A 7B model fine-tuned with reinforcement learning produces slide decks nearly as good as a top-tier system (91.2% of Claude Opus 4.6) and improves 33% over its untuned variant, suggesting targeted alignment and tooling deliver large returns that scaling alone would not.
Automated presentation generation remains a challenging task requiring coherent content creation, visual design, and audience-aware communication. This work proposes an OpenEnv-compatible reinforcement learning environment where LLM agents learn to research topics, plan content, and generate professional HTML slide presentations through tool use. We introduce a multi-component reward system combining structural validation, render quality assessment, LLM-based aesthetic scoring, content quality metrics, and an inverse specification reward that measures how faithfully generated slides convey their intended purpose. The inverse specification reward, an "inverse task" where an LLM attempts to recover the original specification from generated slides, provides a holistic quality signal. Our approach fine-tunes Qwen2.5-Coder-7B via GRPO, training only 0.5% of parameters on prompts derived from expert demonstrations collected using Claude Opus 4.6. Experiments on 48 diverse business briefs across six models demonstrate that our fine-tuned 7B model achieves 91.2% of Claude Opus 4.6's quality while improving 33.1% over the base model. The six-model comparison reveals that instruction adherence and tool-use compliance, rather than raw parameter count, determine agentic task performance. We contribute SlideRL, an open-source dataset of 288 multi-turn rollout trajectories across all six models: https://huggingface.co/datasets/KarthikRagunathAnandaKumar/sliderl-multi-turn-rollouts Code: https://github.com/pushing-the-frontier/slide-forge-llm
Summary
Main Finding
Fine-tuning a parameter-efficient 7B model (Qwen2.5-Coder-7B) via reinforcement learning in an OpenEnv-compatible environment yields near-state-of-the-art automated slide-generation: the tuned 7B model reaches 91.2% of Claude Opus 4.6’s quality and improves 33.1% over the same base model without RL fine-tuning. Crucially, performance on this agentic task is driven more by instruction adherence and tool-use compliance than by raw model parameter count.
Key Points
- Task and environment
- Automated generation of professional HTML slide presentations that require research, content planning, visual design, and audience-aware communication.
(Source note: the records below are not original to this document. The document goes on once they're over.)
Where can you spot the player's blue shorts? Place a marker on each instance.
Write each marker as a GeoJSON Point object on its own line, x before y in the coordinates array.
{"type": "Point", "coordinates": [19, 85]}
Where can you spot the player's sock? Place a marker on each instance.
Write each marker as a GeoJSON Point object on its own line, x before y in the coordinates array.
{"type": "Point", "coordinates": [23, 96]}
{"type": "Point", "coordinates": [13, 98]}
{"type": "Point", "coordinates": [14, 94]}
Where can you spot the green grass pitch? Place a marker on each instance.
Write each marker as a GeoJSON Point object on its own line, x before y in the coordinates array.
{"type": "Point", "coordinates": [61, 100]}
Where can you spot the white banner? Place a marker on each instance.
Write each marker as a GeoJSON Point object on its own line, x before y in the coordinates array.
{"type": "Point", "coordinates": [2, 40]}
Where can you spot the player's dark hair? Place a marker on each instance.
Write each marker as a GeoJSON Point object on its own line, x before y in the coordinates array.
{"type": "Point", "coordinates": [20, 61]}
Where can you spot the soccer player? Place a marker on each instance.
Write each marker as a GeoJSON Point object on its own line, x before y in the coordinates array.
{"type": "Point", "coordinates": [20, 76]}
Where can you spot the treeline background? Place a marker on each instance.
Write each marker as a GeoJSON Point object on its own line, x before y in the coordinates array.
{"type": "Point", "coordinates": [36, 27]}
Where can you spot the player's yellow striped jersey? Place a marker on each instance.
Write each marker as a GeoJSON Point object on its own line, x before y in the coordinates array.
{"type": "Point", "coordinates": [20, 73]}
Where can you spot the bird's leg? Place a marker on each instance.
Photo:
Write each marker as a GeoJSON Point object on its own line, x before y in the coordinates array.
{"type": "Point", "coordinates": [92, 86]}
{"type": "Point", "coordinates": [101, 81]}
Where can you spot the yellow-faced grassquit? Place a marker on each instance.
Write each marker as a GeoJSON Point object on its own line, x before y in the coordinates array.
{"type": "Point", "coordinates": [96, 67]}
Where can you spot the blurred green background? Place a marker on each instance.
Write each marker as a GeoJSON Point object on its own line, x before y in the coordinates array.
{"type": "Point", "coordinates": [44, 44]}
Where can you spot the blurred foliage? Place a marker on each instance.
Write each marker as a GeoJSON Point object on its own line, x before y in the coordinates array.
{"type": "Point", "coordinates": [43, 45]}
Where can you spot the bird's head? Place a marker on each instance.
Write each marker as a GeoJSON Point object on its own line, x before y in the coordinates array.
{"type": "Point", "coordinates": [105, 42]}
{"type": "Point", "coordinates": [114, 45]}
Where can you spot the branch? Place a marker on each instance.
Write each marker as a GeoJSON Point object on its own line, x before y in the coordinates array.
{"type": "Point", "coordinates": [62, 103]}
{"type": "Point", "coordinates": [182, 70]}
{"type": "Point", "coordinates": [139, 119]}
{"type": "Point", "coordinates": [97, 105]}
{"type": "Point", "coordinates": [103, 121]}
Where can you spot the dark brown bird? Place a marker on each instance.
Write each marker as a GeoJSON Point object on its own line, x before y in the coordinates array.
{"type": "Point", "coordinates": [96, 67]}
- Implemented in an OpenEnv-compatible RL environment where LLM agents use tools to research, plan, and render slides.
- Reward design
- Multi-component reward combines:
- Structural validation (format/structure checks)
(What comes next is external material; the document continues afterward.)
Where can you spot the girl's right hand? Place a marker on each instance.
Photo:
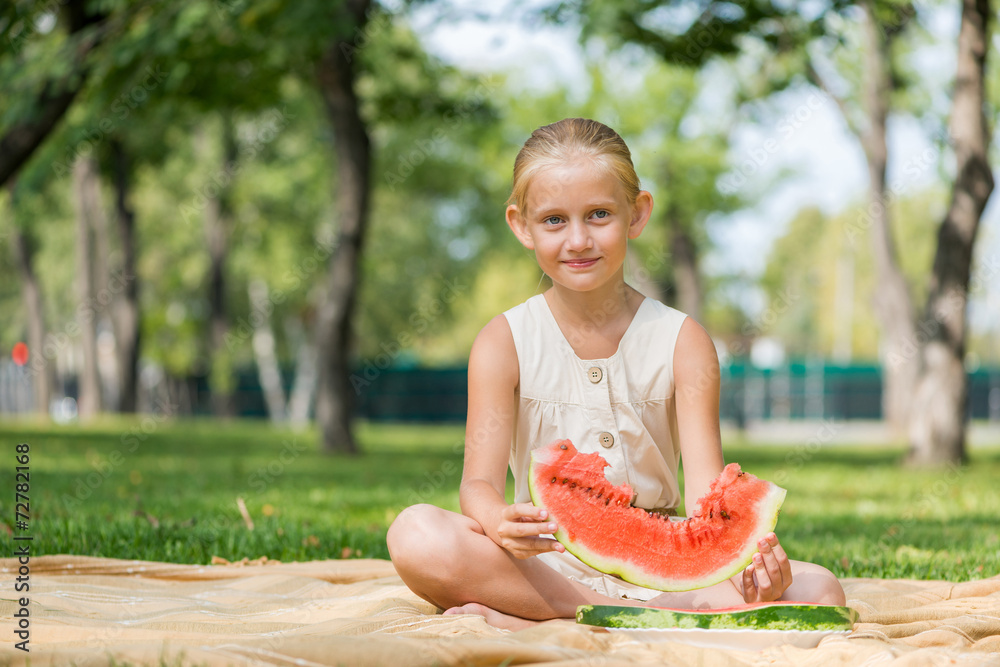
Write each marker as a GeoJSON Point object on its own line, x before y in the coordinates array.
{"type": "Point", "coordinates": [520, 528]}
- Render quality assessment (how well generated HTML renders)
- LLM-based aesthetic scoring
- Content quality metrics (factuality, coverage, coherence)
- Inverse specification reward: an LLM attempts to recover the original brief/spec from the generated slides; accuracy of recovery provides a holistic fidelity signal.
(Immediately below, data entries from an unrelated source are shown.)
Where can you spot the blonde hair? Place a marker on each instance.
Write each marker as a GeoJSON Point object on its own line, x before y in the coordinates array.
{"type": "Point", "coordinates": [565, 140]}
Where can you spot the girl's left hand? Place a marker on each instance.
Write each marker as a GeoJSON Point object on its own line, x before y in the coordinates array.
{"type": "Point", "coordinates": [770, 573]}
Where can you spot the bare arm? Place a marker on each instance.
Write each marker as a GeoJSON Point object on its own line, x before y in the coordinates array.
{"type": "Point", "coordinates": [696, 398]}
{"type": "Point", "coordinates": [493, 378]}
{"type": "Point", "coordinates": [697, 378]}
- Multi-component reward combines:
- Training setup
- Fine-tuned Qwen2.5-Coder-7B via GRPO, training only 0.5% of parameters (parameter-efficient fine-tuning).
- Training prompts derived from expert demonstrations collected using Claude Opus 4.6.
- Empirical results
- Evaluation on 48 diverse business briefs across six models.
- Fine-tuned 7B model achieves 91.2% of Claude Opus 4.6 quality and +33.1% over the untuned base 7B.
- Cross-model comparison shows instruction adherence and tool-use compliance predict agentic task performance better than parameter count.
- Artifacts released
- SlideRL dataset: 288 multi-turn rollout trajectories across six models.
- Dataset: https://huggingface.co/datasets/KarthikRagunathAnandaKumar/sliderl-multi-turn-rollouts
- Code: https://github.com/pushing-the-frontier/slide-forge-llm
- SlideRL dataset: 288 multi-turn rollout trajectories across six models.
Data & Methods
- Data
- 48 business briefs used as evaluation tasks, chosen to be diverse across business use-cases.
- Expert demonstration prompts collected from Claude Opus 4.6 used to bootstrap training data.
- SlideRL dataset: 288 multi-turn rollouts (trajectories) spanning six models for reproducibility and analysis.
- Methods
- Environment: OpenEnv-compatible RL environment enabling tool use (web/knowledge access, rendering pipeline) and multi-turn planning.
- Agent architecture: Qwen2.5-Coder-7B base model, parameter-efficient fine-tuning (0.5% of params) through GRPO.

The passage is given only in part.